According to the report, the automated stall-prevention system on Boeing 737 MAX 8 and MAX 9 models, which is intended to help cockpit crews avoid mistakenly raising a plane’s nose dangerously high, can push it down unexpectedly and so strongly under unusual conditions that flight crews cannot pull it back up.

According to the report, Boeing told airlines in a world-wide safety bulletin after the Lion Air airliner crash that such a scenario can result in a steep dive or crash even if pilots are manually flying the jetliner and do not expect flight-control computers to kick in. According to the report, this warning came as a surprise to many pilots who fly these aircraft models. Safety experts said that neither airline managers nor pilots had been told such a system had been added to the latest 737 variant and therefore aviators typically were not prepared to cope with the possible risks.

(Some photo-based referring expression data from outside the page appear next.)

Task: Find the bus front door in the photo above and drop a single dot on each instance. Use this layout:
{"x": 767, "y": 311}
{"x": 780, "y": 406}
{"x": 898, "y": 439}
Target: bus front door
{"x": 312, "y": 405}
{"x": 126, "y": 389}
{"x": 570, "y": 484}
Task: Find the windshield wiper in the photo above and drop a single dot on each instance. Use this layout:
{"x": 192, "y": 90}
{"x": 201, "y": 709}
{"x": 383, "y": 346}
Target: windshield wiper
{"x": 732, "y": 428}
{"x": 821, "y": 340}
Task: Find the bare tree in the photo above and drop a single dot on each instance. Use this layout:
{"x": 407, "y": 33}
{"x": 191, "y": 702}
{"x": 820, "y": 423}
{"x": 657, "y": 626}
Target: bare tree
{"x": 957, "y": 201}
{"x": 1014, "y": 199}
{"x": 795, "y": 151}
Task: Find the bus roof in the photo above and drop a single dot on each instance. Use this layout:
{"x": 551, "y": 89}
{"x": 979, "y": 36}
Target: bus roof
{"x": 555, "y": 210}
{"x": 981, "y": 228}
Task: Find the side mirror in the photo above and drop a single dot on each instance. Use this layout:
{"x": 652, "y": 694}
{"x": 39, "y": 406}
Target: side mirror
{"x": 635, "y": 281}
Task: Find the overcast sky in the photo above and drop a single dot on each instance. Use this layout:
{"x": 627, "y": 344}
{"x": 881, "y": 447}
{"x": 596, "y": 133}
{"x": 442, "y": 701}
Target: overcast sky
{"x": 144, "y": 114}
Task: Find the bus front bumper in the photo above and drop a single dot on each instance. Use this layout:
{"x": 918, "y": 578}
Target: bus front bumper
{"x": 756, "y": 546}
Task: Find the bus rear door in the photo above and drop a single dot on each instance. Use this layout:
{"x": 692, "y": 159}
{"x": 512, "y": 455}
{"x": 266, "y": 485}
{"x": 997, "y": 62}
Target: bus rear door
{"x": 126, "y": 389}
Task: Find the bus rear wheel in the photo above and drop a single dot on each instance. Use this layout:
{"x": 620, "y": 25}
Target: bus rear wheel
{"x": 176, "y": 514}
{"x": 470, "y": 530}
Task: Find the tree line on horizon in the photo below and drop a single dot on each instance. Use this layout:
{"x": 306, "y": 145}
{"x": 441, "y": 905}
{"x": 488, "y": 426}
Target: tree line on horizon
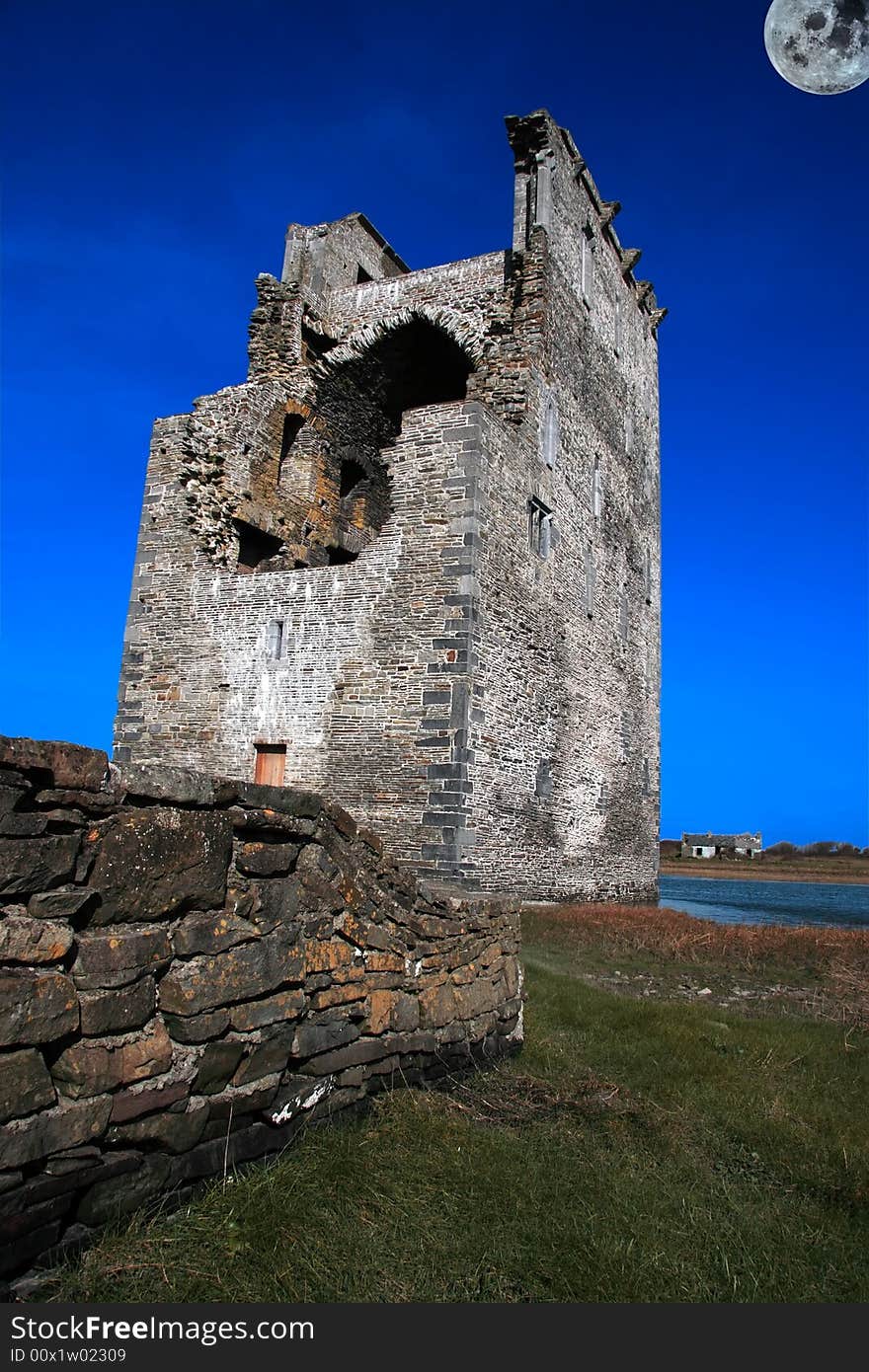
{"x": 823, "y": 848}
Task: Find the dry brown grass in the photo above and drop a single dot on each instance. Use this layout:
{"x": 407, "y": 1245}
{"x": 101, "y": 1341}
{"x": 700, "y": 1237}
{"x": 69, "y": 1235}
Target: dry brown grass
{"x": 848, "y": 872}
{"x": 836, "y": 959}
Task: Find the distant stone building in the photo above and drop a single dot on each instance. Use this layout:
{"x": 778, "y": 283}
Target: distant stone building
{"x": 414, "y": 560}
{"x": 721, "y": 845}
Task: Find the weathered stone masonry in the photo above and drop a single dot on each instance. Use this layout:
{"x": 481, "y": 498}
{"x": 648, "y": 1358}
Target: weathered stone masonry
{"x": 190, "y": 969}
{"x": 414, "y": 560}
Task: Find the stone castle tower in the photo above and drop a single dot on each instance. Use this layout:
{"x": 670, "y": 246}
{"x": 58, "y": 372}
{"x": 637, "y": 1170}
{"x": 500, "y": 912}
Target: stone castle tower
{"x": 414, "y": 560}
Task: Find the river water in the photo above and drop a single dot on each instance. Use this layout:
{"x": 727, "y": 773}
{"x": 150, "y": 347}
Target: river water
{"x": 767, "y": 901}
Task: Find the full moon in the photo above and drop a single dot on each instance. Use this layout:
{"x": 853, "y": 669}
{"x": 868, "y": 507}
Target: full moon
{"x": 819, "y": 45}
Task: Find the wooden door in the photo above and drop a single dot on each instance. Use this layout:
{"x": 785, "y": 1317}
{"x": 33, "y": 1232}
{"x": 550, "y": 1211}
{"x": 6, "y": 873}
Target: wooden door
{"x": 271, "y": 759}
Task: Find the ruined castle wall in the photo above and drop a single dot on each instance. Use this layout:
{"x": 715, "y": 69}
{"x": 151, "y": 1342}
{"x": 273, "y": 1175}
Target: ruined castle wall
{"x": 565, "y": 713}
{"x": 191, "y": 969}
{"x": 369, "y": 689}
{"x": 482, "y": 682}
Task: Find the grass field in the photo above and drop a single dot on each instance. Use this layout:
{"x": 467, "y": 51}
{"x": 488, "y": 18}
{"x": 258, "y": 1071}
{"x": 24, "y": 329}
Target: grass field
{"x": 658, "y": 1140}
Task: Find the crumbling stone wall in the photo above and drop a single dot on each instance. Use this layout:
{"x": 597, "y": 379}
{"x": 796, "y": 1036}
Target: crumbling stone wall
{"x": 191, "y": 967}
{"x": 468, "y": 637}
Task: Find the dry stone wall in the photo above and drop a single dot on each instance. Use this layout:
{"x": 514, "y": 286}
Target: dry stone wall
{"x": 191, "y": 969}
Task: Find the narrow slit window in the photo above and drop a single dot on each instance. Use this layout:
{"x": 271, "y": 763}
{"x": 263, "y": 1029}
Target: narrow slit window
{"x": 623, "y": 616}
{"x": 588, "y": 265}
{"x": 540, "y": 527}
{"x": 551, "y": 432}
{"x": 290, "y": 431}
{"x": 275, "y": 640}
{"x": 590, "y": 582}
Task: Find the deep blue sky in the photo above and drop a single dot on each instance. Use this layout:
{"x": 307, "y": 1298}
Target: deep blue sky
{"x": 155, "y": 154}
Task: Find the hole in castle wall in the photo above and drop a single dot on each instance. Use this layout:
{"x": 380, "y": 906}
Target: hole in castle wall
{"x": 256, "y": 546}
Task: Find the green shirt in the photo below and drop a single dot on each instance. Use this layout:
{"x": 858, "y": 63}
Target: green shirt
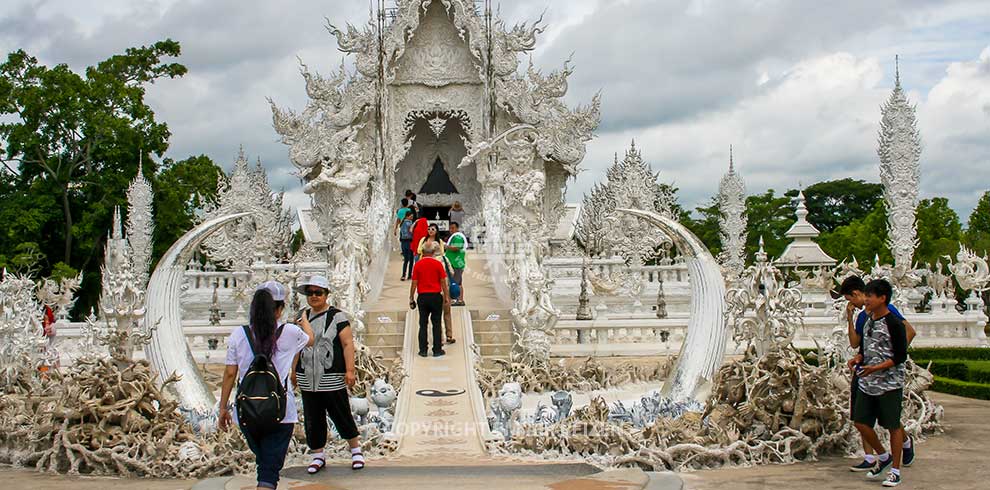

"It is pretty asinine for them to put a system on an airplane and not tell the pilots who are operating the airplane, especially when it deals with flight controls. Why weren’t they trained on it,” said Captain Mike Michaelis, chairman of the safety committee for the Allied Pilots Association, which represents about 15,000 American Airlines pilots.

According to an informed source at the United States’ Federal Aviation Administration, the new flight-control systems were not highlighted in any training materials or during lengthy discussions between carriers and regulators about phasing in the latest 737 derivatives.

The problem with the new system became known during the investigation of the crash of a Boeing-737 MAX 8 belonging to the Lion Air airline. Boeing 737 MAX 8 crashed into the sea off the west coast of the island of Java (Indonesia) on October 29 with 189 people on board.

The first Boeing 737 MAX airliner is expected to be delivered to Ukraine in 2019. Ukraine International Airlines (UIA) plans to add the first of three aircraft of this model to its fleet in spring next year.